Danlo looked up at the heavens, and a strange look fell over his face. And then Bardo continued to extol his accomplishments. ‘And how you plunged into the chaos space in the heart of the Entity! You’re a braver pilot than the Sonderval, Little Fellow, and a finer. You’re the finest since Mallory Ringess, and he was a goddamned god!’

‘Was, Bardo?’

‘Ah, I mean he was a divine pilot, a god of a pilot who could take his ship anywhere in the universe.’

Danlo smiled at this exaggeration, for no pilot, not even Mallory Ringess who had proved it was possible for a lightship to fenester instantly between any two stars, had ever fallen from the Milky Way to one of the universe’s other galaxies.

‘Have you had news of my father?’ Danlo asked.
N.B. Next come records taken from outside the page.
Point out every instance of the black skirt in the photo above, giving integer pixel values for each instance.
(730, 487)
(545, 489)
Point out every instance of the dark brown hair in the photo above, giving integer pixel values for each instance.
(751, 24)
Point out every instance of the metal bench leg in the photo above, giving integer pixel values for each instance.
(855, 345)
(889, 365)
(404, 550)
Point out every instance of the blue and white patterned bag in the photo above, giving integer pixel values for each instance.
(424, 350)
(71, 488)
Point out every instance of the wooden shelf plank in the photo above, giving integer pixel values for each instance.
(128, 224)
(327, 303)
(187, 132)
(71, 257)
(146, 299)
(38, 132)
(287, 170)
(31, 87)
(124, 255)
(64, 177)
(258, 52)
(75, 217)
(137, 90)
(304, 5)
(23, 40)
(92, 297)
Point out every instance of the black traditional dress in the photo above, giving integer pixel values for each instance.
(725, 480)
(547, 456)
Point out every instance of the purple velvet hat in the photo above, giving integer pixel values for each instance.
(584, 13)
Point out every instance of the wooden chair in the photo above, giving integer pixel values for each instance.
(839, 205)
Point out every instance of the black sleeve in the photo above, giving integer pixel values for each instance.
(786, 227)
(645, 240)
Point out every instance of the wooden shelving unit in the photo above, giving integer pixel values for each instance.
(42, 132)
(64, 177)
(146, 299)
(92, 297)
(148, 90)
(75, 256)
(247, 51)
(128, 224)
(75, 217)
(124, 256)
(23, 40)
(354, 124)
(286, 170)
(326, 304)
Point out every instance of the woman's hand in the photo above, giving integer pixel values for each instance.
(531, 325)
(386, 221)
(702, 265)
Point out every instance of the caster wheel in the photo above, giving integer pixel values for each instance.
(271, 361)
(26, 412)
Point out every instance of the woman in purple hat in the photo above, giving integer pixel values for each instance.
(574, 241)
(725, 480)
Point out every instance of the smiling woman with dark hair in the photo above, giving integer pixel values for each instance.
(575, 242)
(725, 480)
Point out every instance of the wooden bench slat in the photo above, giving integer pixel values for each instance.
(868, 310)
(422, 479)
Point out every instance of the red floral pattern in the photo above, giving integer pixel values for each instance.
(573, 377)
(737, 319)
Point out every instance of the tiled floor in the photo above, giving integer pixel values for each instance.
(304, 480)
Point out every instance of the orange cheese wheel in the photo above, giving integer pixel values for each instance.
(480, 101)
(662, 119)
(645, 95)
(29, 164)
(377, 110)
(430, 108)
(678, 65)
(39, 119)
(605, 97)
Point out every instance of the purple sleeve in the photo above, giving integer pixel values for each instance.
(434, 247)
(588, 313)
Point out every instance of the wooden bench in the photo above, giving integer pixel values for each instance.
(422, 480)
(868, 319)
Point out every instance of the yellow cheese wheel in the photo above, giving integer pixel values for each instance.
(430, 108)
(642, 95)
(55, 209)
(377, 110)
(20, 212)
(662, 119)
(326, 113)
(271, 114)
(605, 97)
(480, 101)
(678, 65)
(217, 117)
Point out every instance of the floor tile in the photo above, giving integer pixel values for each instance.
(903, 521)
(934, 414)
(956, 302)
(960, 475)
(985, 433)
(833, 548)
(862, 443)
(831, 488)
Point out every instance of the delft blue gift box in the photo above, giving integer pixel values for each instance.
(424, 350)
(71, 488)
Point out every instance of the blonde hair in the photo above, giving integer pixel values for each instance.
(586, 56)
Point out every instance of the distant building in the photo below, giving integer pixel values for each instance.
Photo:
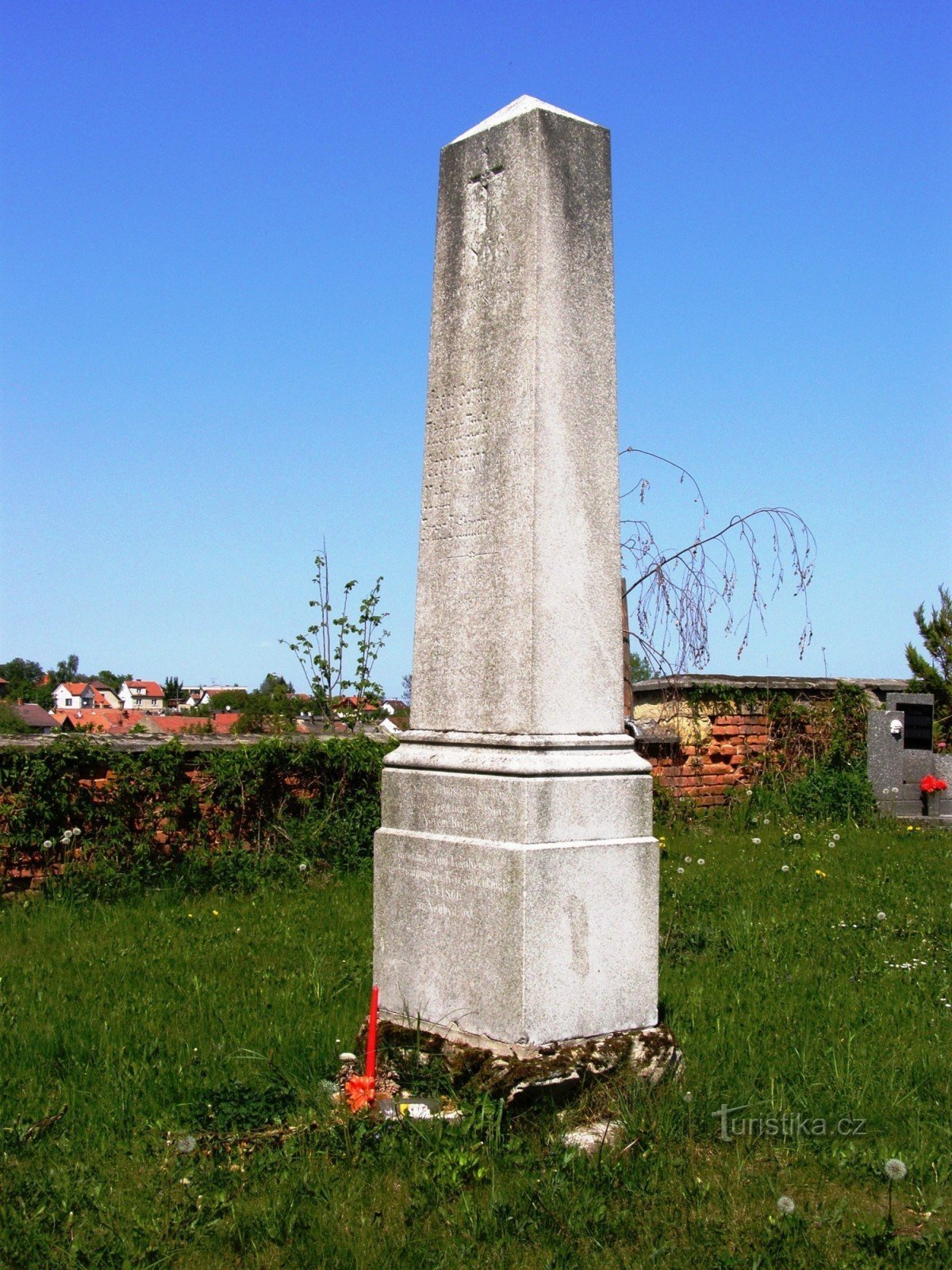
(36, 718)
(141, 695)
(73, 696)
(93, 695)
(106, 696)
(205, 695)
The so-called first pillar of the creed of Ringism stated that one day Mallory Ringess would return to Neverness. Although Danlo now rejected the beliefs of all religions, he had always wondered at his father’s fate and waited for the moment of the Return – as had many thousands of others.

‘No, I haven’t, Little Fellow – I’m sorry. In all the journeys of all the pilots, no one has come back telling of anyone who has seen him.’

Danlo ran his fingers through the cool grass next to his crossed legs and listened to the sound of the ocean moving far below the academy. Although it was near midnight, various pilots and professionals, in twos and threes, crossed the walks leading to the dormitories all around them. Their low voices fell across the lawn where Danlo and Bardo sat, and for a moment Danlo was silent.

‘Once, before he left Neverness,’ Bardo said, ‘your father told me that he would journey yet again to the Entity. There was to be, ah, a kind of mystical union between them. Something that they must create together.’

At this, Danlo smiled strangely and said, ‘Truly, the Entity is a passionate goddess – She’s all fire and tears and dreams. It may be that She desires union with our kind.’

He did not tell Bardo that the Entity had tried to capture him on an earth that She had made. Nor that She had tried to seduce him by creating an incarnation of Tamara Ten Ashtoreth from sea water and earth elements and memories stolen from deep in his mind.